Right, I think I've solved my magical disappearing CSW problem, and that aspect was my fault; as per the spec:

• If the device intends to send less data than the host indicated, then:
• • The device shall send the intended data.
• • • The device may send fill data to pad up to a total of dCBWDataTransferLength.
• • • If the device actually transfers less data than the host indicated, then:
• • • • The device may end the transfer with a short packet.
• • • • The device shall STALL the Bulk-In pipe.
• • The device shall set bCSWStatus to 00h or 01h.
• • The device shall set dCSWDataResidue to the difference between dCBWDataTransferLength and the actual amount of relevant data sent.

I was sending less than dCBWDataTransferLength, but not STALLing (since we can't do that yet). Padding out the response to dCBWDataTransferLength seems to solve my issue. Now to go and see how much of this code I can rip out again...

I'm now trying to set up a composite device, using both HID and MSC, and my brain has been slightly fried. It looks like whichever interface I add_interface first is the only one that gets control callbacks fired for it - I can see in my USB capture that my host is sending a control transfer with a wIndex of 3, but that doesn't seem to make it through to runtime_dev_control_xfer_cb in the C code. Since there's only one relevant request that comes through for mass storage, I can somewhat fudge it and make both work for a bit for me by just initialising the endpoint regardless, but I don't know how robust this is.
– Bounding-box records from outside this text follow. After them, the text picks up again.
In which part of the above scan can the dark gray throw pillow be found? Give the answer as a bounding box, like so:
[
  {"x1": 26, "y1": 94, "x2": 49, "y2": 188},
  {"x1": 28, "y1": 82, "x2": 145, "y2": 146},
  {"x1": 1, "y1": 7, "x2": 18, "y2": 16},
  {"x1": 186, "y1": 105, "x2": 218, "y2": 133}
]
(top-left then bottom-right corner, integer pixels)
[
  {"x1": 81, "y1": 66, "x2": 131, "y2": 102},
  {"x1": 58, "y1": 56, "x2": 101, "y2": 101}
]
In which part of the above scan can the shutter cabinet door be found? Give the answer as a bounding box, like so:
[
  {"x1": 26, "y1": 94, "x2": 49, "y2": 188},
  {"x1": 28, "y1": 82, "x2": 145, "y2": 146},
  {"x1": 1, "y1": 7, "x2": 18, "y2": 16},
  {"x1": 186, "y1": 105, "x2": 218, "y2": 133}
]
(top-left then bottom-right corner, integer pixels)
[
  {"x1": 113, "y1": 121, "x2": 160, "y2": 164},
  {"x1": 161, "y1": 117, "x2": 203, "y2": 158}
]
(Another issue I ran into is with the Python side where the current logic for picking endpoints doesn't work because once you have an IN endpoint >=0x80, adding one to it won't get you back into OUT endpoint territory, but I'm putting that here more as a note for anyone else trying this.)

OK so I've now done everything I needed to; to summarise the things I'm working around:

• The inability to STALL endpoints
• Control transfer callbacks not firing for anything other than the first interface that's added
• Potential race condition where a callback might fire before the specific callback handler has been registered in self._eps
• Potential issues with callbacks being weird due to being directly called rather than scheduled - I think the root of my actual issue there may have been with me not sending the right data, mind
• Not really seeing a way to handle input on the control endpoint

To elaborate on that last one, since I hadn't mentioned it earlier, USB HID allows you to either receive OUT-style requests on the OUT endpoint if you've defined one, or on the control endpoint. I spent a little bit of time trying to figure out how you'd make this work generically before deciding it was easier to just add an OUT endpoint to USB HID for my purposes.

Thanks for doing this work, I'm glad I didn't have to do all my logic in C!

Pushed another big update with some breaking API changes that came up in review. Check the included docs for details.

Have also updated the size numbers in the first post.

This update also squashes everything down to be merge-ready.

I'm really looking forward to see this being finalized ! You are doing a huge job with a high value, thank you for that.
I really want to do a HID device with micropython without heavy adafruit stuff!

Merged!!

Thanks @projectgus for all your efforts on this. It's a great feature, will be widely used.

Congrats @projectgus!

Super exciting to see this move forward, I'll see you in the lib pull request 😉

terrific feature! Congrats!

Excellent news, congratulations and thanks!